Protein binding is also profoundly impacted by pregnancy. The primary protein involved in drug binding is albumin. Albumin is decreased by an estimated 13% by the end of a normal pregnancy. With lower concentrations of plasma proteins, less drug is bound, resulting in an increased concentration of free drug for high clearance drugs. A greater amount of free drug impacts drug distribution as well as elimination. This is a particularly important consideration for drugs such as phenytoin which are highly protein bound and active in their free form. When changes in protein levels and binding are not considered, pregnant women may be exposed to drastically higher levels of the medication as gestation progresses. This increased exposure can result in both an exaggerated intended effect and potential side effects and toxicities. Many drugs, such as midazolam, digoxin and phenytoin, are affected by these alterations in albumin.
Finally, alterations in regional blood occurring in pregnancy affect distribution of drugs.
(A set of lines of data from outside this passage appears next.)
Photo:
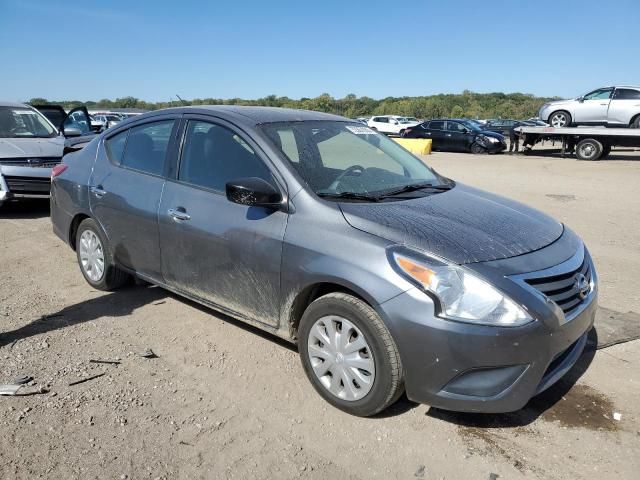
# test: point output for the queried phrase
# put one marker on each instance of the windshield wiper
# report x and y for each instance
(349, 196)
(417, 186)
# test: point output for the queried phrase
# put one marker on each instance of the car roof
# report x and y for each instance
(12, 104)
(248, 114)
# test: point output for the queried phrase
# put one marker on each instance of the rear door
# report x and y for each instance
(624, 106)
(125, 189)
(593, 107)
(223, 252)
(436, 132)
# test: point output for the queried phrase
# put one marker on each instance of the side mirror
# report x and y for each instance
(253, 191)
(71, 132)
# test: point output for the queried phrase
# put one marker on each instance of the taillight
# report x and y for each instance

Pregnant women have 30% to 50% increased cardiac output that impacts regional distribution throughout the body. Blood flow to the uterus is increased more than 10-fold (from 5 0mL/min prepregnancy to 500 mL/min at term). Blood flow is also increased to the skin, breasts and kidneys. These can impact drug distribution.
Metabolism of a drug is the biochemical modification of a chemical through enzymatic systems. In general, metabolism converts a drug into an inactive and readily excretable form. However, for prodrugs (which are less common) metabolism is necessary to convert the drug from an inactive to an active form.
The enzymes responsible for metabolism are typically divided into two groups: phase I enzymes and phase II enzymes. The majority of drugs will go through at least phase I metabolism. Phase I enzymes, cytochrome P450 (CYP) enzymes and flavin mono-oxygenases, are primarily located in the liver but are also present in smaller amounts in the gut, kidney and placenta. These substrate specific drug-metabolising enzymes (DMEs) act through oxidation, reduction and hydrolysis. Phase I enzymes that metabolise drugs fall into three major families: CYP1, CYP2 and CYP3. Of the vast number of DMEs and 38 drug-metabolising isoenzymes of CYP450, only a small proportion is responsible for the majority of drug metabolism. Many drugs on the market today are metabolised by CYP1A2, CYP2C9, CYP2D6 and CYP3A4/5. Together hepatic CYP450 enzymes account for greater than 80% of all hepatic enzyme activity ( Fig. 48.3 ).